It is not about making
competent and ethical appraisers “sweat the small stuff” of USPAP in court,
he says, but about keeping them out of trouble.
Editor’s Note: Last
issue, Richard Hagar, SRA, explained how and why some appraisers get into
trouble. It’s not about making competent and ethical appraisers “sweat the
small stuff” of USPAP, he says, but about keeping them out of trouble. The
problem, Hagar says, is that appraisers have much more to worry about than
USPAP. Also, find more below on the $25 billion landmark foreclosure settlement
last week between banks and consumers. Hagar gives an insider’s take, including
some good news for appraisers.
Liability Follow Up: Sweating the Small Stuff?
By David Brauner, Editor
According to Richard Hagar,
SRA Fannie Mae and Freddie Mac are recovering upwards of $1.5 billion each
month, according to their financials*, from lenders, mortgage brokers, borrowers
and appraisers. Hagar, who wrote last issue’s 1,000 Appraisals a Year,
says that this is something every appraiser should know.

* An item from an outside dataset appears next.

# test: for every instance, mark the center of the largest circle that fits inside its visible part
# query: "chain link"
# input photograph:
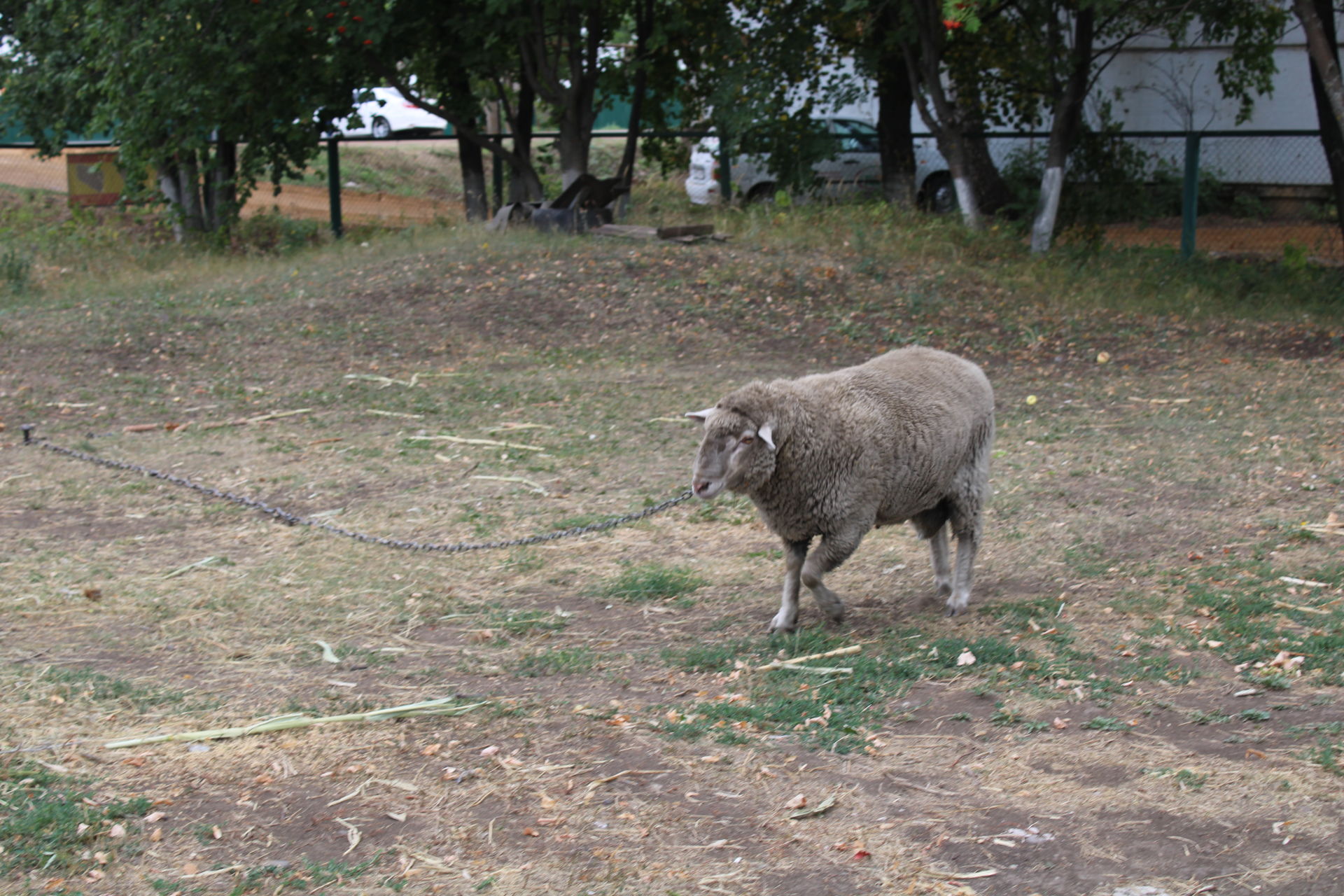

It is not about making competent and ethical appraisers “sweat the small stuff”
of USPAP in court, he says, but about keeping them out of trouble.
Some readers point out that issues highlighted in 1,000 Appraisals a
Year as getting appraisers in trouble in court are not even violations of
USPAP. So what’s the problem?
The problem, Hagar says, is that appraisers have much more to worry about than
USPAP. “There are other issues that come into play in addition to USPAP; Fannie
Mae requirements, Interagency Guidelines, state and federal laws and the
Certification appraisers include in every report,” Hagar says. “If you’re only
focusing on USPAP, you need the kind of education we’re presenting (in the
Webinar
Series- see below).”
Hagar says some of the
comments posted
to the story show that certain appraisers are not fully aware of the high
standard they are being held to. And he insists this is not “his take on things”
but opinions of the courts and that many appraisers need to be made aware. The
bottom line is learning how to be the kind of appraiser who does not get sued.
“When a lender, any lender, including Fannie Mae discovers a bad report, even if
it’s years later, they have the right to sue the appraiser for the bad product,”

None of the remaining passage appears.